O eclesiástico, em ampliação da visão da multidão, acrescenta a impotência humana mediante o estado de natureza: a miséria completa. Enquanto é possível para o rei ou para a caridade abrigar moradores de rua em uma residência comunal, nenhum deles pode comandar animais ou pode garantir o abrigo de todos. Há um limite para as boas ações, imposto justamente pela restrição orçamentária. Aliás, somente pode ser caridoso o homem que tenha alguma posse com a qual sê-lo.

Visto isso, algo deve saltar aos olhos para o leitor atual. O mundo de atrocidades apresentado pelo bispo ainda — meio que — existe, mas desde que o sr. Wilde escrevia até hoje, as taxas de pobreza extrema diminuíram de aproximadamente 90% para menos de 10%. O que aconteceu? Sabemos que nenhum rei foi objeto de milagre e foi coroado em um manto de luz, como ao fim do conto. O verdadeiro ocorrido foi um processo que a profa. McCloskey chama de O Grande Enriquecimento. Há um grande debate de história econômica sobre diversas especificidades deste processo, mas não necessariamente com esta nomenclatura. Sem embargo, há alguma causalidade clara com o processo de produção estandardizada resultante da Revolução Industrial. Confirmamos a máxima supracitada de Roberto Campos. Notoriamente, dividir o bolo é inócuo, cabe sempre aumentar o bolo.
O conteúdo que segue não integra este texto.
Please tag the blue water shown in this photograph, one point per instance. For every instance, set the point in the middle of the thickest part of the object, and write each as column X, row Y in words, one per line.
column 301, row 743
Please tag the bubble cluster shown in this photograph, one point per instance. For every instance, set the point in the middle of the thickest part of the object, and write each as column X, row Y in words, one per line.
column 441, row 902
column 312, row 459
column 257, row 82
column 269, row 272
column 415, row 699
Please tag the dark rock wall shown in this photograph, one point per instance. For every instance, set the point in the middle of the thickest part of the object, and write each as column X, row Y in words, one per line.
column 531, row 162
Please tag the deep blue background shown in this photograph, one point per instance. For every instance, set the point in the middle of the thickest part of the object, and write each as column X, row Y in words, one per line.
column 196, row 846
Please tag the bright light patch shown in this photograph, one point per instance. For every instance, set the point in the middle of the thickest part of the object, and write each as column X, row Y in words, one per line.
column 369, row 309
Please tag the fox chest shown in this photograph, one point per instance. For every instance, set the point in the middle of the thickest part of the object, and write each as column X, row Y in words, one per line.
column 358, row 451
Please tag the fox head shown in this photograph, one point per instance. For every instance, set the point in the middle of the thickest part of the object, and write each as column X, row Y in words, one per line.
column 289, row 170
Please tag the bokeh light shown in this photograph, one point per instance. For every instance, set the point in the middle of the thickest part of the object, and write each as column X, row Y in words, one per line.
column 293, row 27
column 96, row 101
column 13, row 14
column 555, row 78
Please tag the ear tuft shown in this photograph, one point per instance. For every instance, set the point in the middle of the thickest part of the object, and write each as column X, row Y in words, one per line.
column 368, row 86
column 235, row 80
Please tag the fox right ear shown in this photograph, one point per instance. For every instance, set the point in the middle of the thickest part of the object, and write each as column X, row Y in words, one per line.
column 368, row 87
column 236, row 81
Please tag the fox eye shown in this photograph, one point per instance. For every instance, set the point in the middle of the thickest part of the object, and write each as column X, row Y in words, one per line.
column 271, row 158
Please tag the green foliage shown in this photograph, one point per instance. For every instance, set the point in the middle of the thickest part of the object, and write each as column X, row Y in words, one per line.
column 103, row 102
E, se o processo favoreceu inicialmente o mundo ocidental — como aponta um outro nome, “A Grande Divergência” -, temos hoje um processo de convergência, se não política, econômica que alguns já chamam de Grande Convergência.

Notas de Rodapé:

[1] Diz-se aquilo feito em imitação.

[2] Termo cunhado pelo presidente americano Theodore Roosevelt para explicar a presidência como uma plataforma de discurso para advogar uma agenda. No caso sugerido, para apresentar o exemplo pessoal.

[3] WILDE, Oscar. Contos Completos. Trad. Luciana Salgado. São Paulo: Landmark, 2013. p. 247

[4] Tendo como fim completar o entendimento, uma versão alternativa e expandida do provérbio segue assim: “a estrada para o inferno está cheia de boas intenções, mas o céu está cheio de boas obras”.

[5] Aquilo que é condição existencial de algo.

[6] Há outras duas formas do governo gastar dinheiro. Ele pode “imprimir” mais dinheiro, causando o indireto imposto que chamamos de inflação — que, em verdade, é uma reestruturação de renda em valores reais pela sociedade segundo a determinação do governo. Ademais, pode também criar dívida, com a óbvia oneração futura.